Le prêtre a été de plus en plus mis à part. Dans les premiers siècles, les pères de l’Eglise disaient que le chrétien est un autre Christ. Dans la vision actuelle, seul le prêtre est un autre Christ. Le glissement a été progressif sur un millénaire, mais il s’est accéléré au cours des deux derniers siècles et particulièrement depuis vingt ans.

Confrontés à un problème de recrutement, Jean Paul II et Benoît XVI ont choisi de resacraliser la personne du prêtre. Il y a eu une recléricalisation du catholicisme. Les prêtres qui avaient vécu le concile Vatican II (1962-1965) considéraient qu’ils étaient dans une forme de cogestion avec les baptisés. Les prêtres suivants se considèrent davantage à part.

Comment le discours de l’Eglise sur la sexualité a-t-il contribué à la crise ?

L’Eglise a construit un système de quasi totale prohibition. Pour elle, l’exercice de la sexualité doit être limité à l’étreinte conjugale dans le cadre d’un unique mariage sans moyen de contraception autre que le choix des périodes non fécondes. Ça ne fait pas large !

Par ailleurs, on ne trouve pas dans les textes de principe de gradualité. Une masturbation, un viol : ce sont toujours des atteintes à la chasteté. C’est dans cette rubrique qu’on trouve l’article sur le viol dans le Catéchisme de l’Eglise catholique [1992], et il y est écrit que la première chose qui est lésée, c’est la charité et la justice. C’est sidérant !

Quand on additionne prohibition et absence de gradualité, on devient incapable de faire la différence entre des atteintes à une discipline de « pureté » (un prêtre qui se masturbe, par exemple) et des violences contre des personnes, en l’occurrence des enfants. Ce ne sont pas les personnes qui sont premières, mais les principes.

Ma première colère vient du nombre de prêtres et d’évêques qui disent : « On ne savait pas. » Comment des gens que je connais bien et que j’estime peuvent tout d’un coup dire : « Nous ne nous rendions pas compte à quel point c’était grave pour les enfants » ? Ce système les déshumanise, assèche leur intelligence.

Vous estimez l’Eglise menacée dans son existence. Quelles réformes proposez-vous ?

La crise de la pédophilie n’est pas un épiphénomène dont on ne parlera plus dans cinq ou sept ans, quand on aura rendu effective la tolérance zéro. C’est la conséquence d’une crise ancienne, qui est l’inadéquation de la forme actuelle du catholicisme avec nos sociétés.

Celles-ci font de grands progrès en termes de régulation des pouvoirs et de protection des droits des personnes. Ce système-là n’est pas en œuvre dans l’Eglise. Celle-ci a raté une marche dans le chemin de la modernité, celui de l’émancipation. Si on ne fait pas les réformes nécessaires, le système ecclésial deviendra totalement muséographique.

L’article 26 du Directoire pour le ministère et la vie des prêtres, établi par le Vatican, critique « la tentation de l’égalitarisme et du démocratisme » ! L’Eglise considère au fond que son modèle d’organisation est en contradiction avec celui de nos sociétés, et elle dit : « Chez nous, pas de démocratie, pas de parité, pas d’égalité des droits. On n’a pas besoin de système de régulation des pouvoirs, car notre pouvoir est un service que nous rendons au nom de Dieu. »

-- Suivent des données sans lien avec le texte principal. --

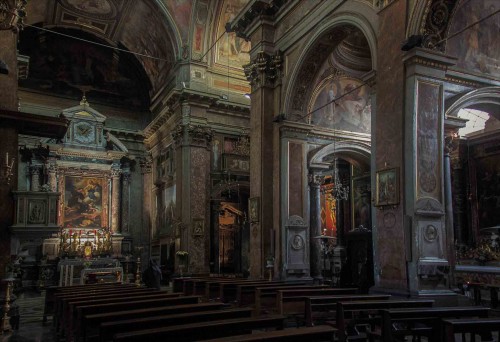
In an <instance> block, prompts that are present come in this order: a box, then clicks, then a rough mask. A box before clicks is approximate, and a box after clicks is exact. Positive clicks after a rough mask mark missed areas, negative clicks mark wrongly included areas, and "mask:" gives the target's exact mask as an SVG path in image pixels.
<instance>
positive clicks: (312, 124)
mask: <svg viewBox="0 0 500 342" xmlns="http://www.w3.org/2000/svg"><path fill="white" fill-rule="evenodd" d="M0 4H1V5H2V6H7V7H8V8H9V10H8V11H5V10H4V7H2V6H0V13H1V14H2V15H0V67H1V70H0V120H1V124H0V136H1V137H2V140H3V142H2V144H1V145H0V254H1V255H0V276H1V277H2V278H3V277H7V276H9V277H10V276H14V277H15V279H16V285H15V286H17V287H43V286H47V285H54V284H67V283H70V284H75V283H77V282H79V281H83V280H82V279H79V278H81V276H83V273H81V274H80V273H79V272H80V271H79V270H80V268H82V267H83V266H84V263H86V262H90V263H91V264H93V266H94V267H102V268H113V269H114V268H119V269H120V270H122V272H123V277H124V279H125V280H126V281H129V280H130V281H134V280H135V272H136V266H137V265H136V264H139V266H140V267H142V268H143V269H144V268H145V267H146V266H147V263H148V261H149V260H150V259H152V260H155V261H156V263H157V264H158V265H159V266H160V269H161V271H162V274H163V275H164V281H165V282H168V281H169V280H170V279H171V278H172V277H177V276H179V275H181V276H182V275H186V274H189V275H209V274H212V275H234V276H236V275H238V276H244V277H249V278H256V279H257V278H263V279H268V278H269V279H279V280H284V281H295V280H306V279H307V280H311V281H315V282H326V281H327V280H328V281H329V282H331V284H332V285H334V286H336V285H338V286H344V285H352V284H354V285H356V286H359V287H362V288H364V289H366V290H370V291H379V292H387V293H397V294H405V295H412V296H413V295H414V296H420V295H452V294H453V293H454V291H455V290H456V288H457V287H458V286H460V284H463V283H465V282H467V281H481V282H485V283H491V284H496V285H498V284H500V280H499V276H500V264H499V263H500V249H499V239H498V236H499V235H500V216H499V215H500V214H499V213H500V167H499V165H500V149H499V148H498V146H500V121H499V120H500V111H499V108H500V107H499V106H500V67H499V61H500V55H499V53H500V41H499V40H498V32H499V29H500V14H499V11H500V3H498V2H496V1H491V0H474V1H467V0H452V1H449V0H448V1H444V0H422V1H412V0H409V1H404V0H383V1H380V0H331V1H330V0H329V1H313V0H311V1H293V0H279V1H268V0H214V1H209V0H197V1H191V0H182V1H178V0H176V1H173V0H172V1H170V0H168V1H165V0H140V1H119V0H102V1H85V0H58V1H55V0H49V1H28V3H27V5H25V6H24V5H22V4H20V2H18V1H13V0H4V1H0ZM16 6H17V7H16ZM20 6H24V7H22V8H20ZM21 10H22V11H23V13H24V12H25V13H26V16H25V17H15V18H11V13H20V12H16V11H21ZM87 266H88V265H87ZM78 267H80V268H78ZM91 267H92V265H91ZM68 272H69V273H68Z"/></svg>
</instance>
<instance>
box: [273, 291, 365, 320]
mask: <svg viewBox="0 0 500 342" xmlns="http://www.w3.org/2000/svg"><path fill="white" fill-rule="evenodd" d="M357 292H358V289H357V288H354V287H353V288H331V287H329V288H320V289H318V288H309V289H307V288H305V289H286V290H285V289H282V290H278V291H277V293H276V307H277V311H278V314H280V315H298V314H300V315H303V314H304V311H305V302H306V301H305V298H306V297H310V296H334V295H354V294H356V293H357Z"/></svg>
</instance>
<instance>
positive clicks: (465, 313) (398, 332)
mask: <svg viewBox="0 0 500 342" xmlns="http://www.w3.org/2000/svg"><path fill="white" fill-rule="evenodd" d="M489 311H490V309H489V308H486V307H483V306H446V307H429V308H404V309H383V310H381V317H382V321H381V323H380V331H377V330H375V331H373V332H371V333H370V335H371V336H370V340H372V341H373V340H375V339H379V340H382V341H388V342H391V341H394V340H395V339H396V338H399V337H401V336H406V335H426V336H427V337H428V339H429V340H430V341H432V340H434V341H441V332H442V331H441V330H442V328H441V326H440V324H441V319H442V318H457V317H480V318H485V317H488V314H489ZM396 327H397V329H396Z"/></svg>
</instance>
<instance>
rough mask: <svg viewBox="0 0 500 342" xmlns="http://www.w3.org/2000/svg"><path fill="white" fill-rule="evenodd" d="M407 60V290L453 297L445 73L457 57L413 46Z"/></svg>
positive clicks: (451, 217)
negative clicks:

Il y a une tension entre une conception de l’Eglise considérée comme une société parfaite, et une conception de l’Eglise comme peuple de Dieu. Persister dans la théologie ancienne de la société parfaite, où les plus parfaits des parfaits sont les prêtres, les évêques, entre en conflit avec des sociétés plus horizontales. L’Eglise ne tiendra pas longtemps si elle ne prend pas en charge la question de la démocratie et le droit des femmes.